Esa misma semana, una concejala de Pereira decía, con absoluta propiedad, que era partidaria de liquidar la Banda Sinfónica municipal, para que esos recursos se destinen a la compra de raciones alimenticias para los sectores más pobres. ¿Sensibilidad social o populismo? ¿Solidaridad o politiquería? Creo que un poquito de todo, incluyendo oportunismo y desconocimiento de la cita bíblica: “No solo de pan vive el hombre”.
Para algunos dirigentes, es más fácil pasarle cuenta de cobro a la comunidad por los almuerzos gratis o los complementos alimenticios. Para ellos, una orquesta, un violinista, un saxofonista, un virtuoso del oboe, no son rentables, no dan votos en el paupérrimo mercado de las minucias electorales.
Al fin y al cabo, no pueden regalarle “a sus líderes” dos docenas de sonatas para piano, seis kilos de música colombiana o tres litros de jazz latino. “Además a los músicos no los maneja nadie; de pronto, ni siquiera pagan la cuota mensual para sostener el directorio o, quizás, ni puedan ayudar con los trabajos de la finca” diría la concejala del movimiento “De corazón por Pereira”.
Sin embargo, más allá de esas percepciones personales y políticas, que respetamos así no estemos de acuerdo, existen referencias concretas de que la música es mucho más que los temas trillados que repiten la radio y los canales de televisión.
Experiencias como la Red de Escuelas de Música de las comunas de Medellín, que opera mediante convenio entre la alcaldía municipal y la Universidad de Antioquia, han demostrado que a través de la música –no solo la clásica o docta, sino la popular y la contemporánea- se pueden construir valores para la vida en comunidad, prevenir la violencia, promover la convivencia pacífica e integrar socialmente a sectores que habían sido excluidos política, histórica y culturalmente, de los procesos ciudadanos.

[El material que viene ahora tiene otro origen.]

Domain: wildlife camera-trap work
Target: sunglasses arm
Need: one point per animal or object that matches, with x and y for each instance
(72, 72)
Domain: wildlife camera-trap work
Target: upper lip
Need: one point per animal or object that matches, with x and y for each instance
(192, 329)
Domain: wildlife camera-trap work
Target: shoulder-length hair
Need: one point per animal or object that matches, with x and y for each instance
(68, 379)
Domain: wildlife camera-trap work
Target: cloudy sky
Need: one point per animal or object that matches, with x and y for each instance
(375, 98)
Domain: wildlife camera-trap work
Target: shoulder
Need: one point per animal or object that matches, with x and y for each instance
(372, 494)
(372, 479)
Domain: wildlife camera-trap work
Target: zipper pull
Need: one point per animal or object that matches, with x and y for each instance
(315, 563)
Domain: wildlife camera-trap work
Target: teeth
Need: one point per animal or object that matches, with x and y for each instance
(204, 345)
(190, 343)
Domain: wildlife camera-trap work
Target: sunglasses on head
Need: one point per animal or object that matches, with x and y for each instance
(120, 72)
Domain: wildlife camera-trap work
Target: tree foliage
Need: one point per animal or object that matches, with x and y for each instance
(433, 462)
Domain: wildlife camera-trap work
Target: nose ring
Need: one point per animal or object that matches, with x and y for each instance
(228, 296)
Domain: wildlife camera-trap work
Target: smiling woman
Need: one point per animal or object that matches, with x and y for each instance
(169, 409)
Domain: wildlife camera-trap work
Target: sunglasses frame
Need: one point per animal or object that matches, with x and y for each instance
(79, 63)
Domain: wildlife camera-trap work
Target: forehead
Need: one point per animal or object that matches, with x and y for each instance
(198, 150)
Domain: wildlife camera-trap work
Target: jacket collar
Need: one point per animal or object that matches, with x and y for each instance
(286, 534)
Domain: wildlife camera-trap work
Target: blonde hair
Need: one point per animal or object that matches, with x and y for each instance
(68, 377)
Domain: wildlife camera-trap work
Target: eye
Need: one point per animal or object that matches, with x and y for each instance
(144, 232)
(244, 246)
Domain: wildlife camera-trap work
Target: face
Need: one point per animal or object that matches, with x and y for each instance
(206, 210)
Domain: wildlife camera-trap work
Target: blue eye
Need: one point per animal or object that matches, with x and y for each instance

Veintiséis escuelas de música en las comunas de Medellín, con 4.200 alumnos entre los 7 y los 18 años han demostrado su impacto en las familias, en el entorno social y cultural y con resultados medibles en confianza, uso creativo del tiempo libre perseverancia, disciplina, inclusión, resolución pacífica de conflictos y construcción de capital social.

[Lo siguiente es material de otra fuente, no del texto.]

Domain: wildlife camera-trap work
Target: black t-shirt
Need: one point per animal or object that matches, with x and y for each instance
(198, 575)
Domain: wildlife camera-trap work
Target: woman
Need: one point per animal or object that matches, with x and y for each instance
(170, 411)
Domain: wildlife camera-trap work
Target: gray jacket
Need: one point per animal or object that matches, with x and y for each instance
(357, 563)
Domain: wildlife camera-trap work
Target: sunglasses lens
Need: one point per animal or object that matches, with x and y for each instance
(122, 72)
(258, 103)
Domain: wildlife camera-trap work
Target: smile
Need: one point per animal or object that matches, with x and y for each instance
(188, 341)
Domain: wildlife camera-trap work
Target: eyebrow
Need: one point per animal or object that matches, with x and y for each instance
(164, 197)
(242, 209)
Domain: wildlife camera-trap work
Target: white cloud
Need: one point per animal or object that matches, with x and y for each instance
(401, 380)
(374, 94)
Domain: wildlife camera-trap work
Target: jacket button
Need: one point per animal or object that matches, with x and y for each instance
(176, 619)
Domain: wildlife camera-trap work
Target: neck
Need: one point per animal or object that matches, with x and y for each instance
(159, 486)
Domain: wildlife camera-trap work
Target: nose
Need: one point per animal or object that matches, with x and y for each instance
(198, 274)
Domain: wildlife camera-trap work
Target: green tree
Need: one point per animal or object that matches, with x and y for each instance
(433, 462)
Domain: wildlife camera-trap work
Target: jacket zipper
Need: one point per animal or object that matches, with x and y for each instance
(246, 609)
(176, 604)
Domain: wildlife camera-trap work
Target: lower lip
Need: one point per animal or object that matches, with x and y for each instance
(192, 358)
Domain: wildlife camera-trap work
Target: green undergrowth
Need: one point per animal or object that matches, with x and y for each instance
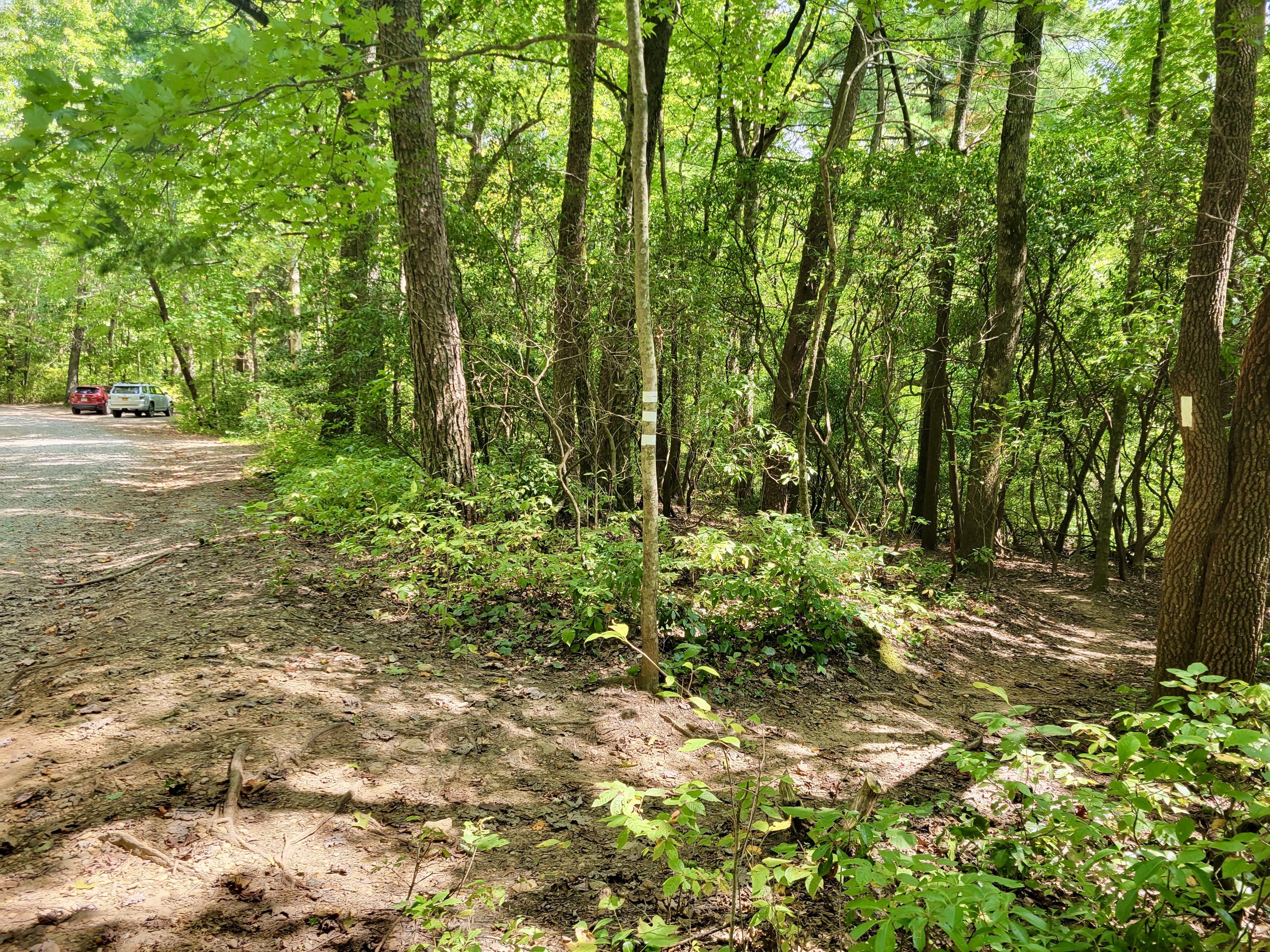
(1143, 835)
(492, 565)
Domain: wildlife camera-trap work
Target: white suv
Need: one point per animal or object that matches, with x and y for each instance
(139, 399)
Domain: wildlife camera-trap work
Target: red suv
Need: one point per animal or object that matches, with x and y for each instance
(89, 399)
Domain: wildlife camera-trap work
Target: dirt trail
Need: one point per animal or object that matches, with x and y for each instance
(124, 704)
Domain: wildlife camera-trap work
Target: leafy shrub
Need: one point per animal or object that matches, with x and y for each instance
(1148, 837)
(781, 581)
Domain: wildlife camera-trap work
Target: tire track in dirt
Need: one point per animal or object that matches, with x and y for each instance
(131, 699)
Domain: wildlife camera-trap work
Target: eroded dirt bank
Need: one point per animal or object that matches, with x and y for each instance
(124, 702)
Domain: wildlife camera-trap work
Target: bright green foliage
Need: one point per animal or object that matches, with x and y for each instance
(1147, 836)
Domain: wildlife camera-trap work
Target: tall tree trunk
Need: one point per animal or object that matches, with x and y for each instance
(355, 342)
(670, 480)
(436, 347)
(1233, 615)
(295, 339)
(77, 338)
(572, 305)
(1133, 280)
(1108, 488)
(807, 292)
(935, 376)
(996, 375)
(1202, 525)
(73, 364)
(182, 354)
(618, 394)
(642, 125)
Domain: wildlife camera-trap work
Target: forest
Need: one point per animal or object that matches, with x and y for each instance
(712, 356)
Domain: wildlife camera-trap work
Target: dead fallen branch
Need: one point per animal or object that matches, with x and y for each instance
(288, 843)
(294, 757)
(146, 851)
(864, 803)
(686, 732)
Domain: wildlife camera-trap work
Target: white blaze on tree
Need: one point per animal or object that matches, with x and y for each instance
(638, 94)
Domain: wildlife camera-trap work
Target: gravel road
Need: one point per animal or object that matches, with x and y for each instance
(86, 496)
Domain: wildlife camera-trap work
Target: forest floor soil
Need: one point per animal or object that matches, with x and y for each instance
(124, 701)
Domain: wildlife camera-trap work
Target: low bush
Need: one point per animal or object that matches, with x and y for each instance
(764, 586)
(1143, 837)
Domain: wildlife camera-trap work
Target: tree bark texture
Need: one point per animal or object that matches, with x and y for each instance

Pero ese no es el único experimento exitoso. La Corporación Andina de Fomento (CAF), la misma que asesora a Megabús para ser reconocido como mecanismo de Desarrollo Limpio ante Naciones Unidas y el protocolo de Kyoto, patrocina el programa “Acción Social por la Música, que promueve, patrocina y estimula esta disciplina entre los niños y los jóvenes menos favorecidos alrededor de los países andinos”.

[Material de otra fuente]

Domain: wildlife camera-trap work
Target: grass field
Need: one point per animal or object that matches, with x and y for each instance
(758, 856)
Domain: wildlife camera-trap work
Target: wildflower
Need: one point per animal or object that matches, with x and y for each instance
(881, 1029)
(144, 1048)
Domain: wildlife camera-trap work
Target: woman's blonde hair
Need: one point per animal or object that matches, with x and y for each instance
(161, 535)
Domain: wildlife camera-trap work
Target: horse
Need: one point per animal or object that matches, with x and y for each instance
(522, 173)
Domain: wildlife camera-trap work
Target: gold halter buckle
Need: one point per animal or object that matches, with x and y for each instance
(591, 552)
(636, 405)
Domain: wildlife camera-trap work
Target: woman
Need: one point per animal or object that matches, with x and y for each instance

En concepto de sicólogos y terapeutas: quien se acostumbra a tocar un instrumento musical, difícilmente empuñará un arma contra otro ser humano.
¿Será que la salida más viable es liquidar la Banda Sinfónica de Pereira y repartir “ese ahorro” para el municipio en leche saborizada y galletas? ¿O será que más bien construimos una política pública de cultura para la convivencia y el respeto, en donde la música, la lúdica, la pintura y las distintas manifestaciones artísticas, nos permitan identificarnos y reconocernos como sociedad?
Hace 5 mil años, los sumerios optaron por la segunda opción.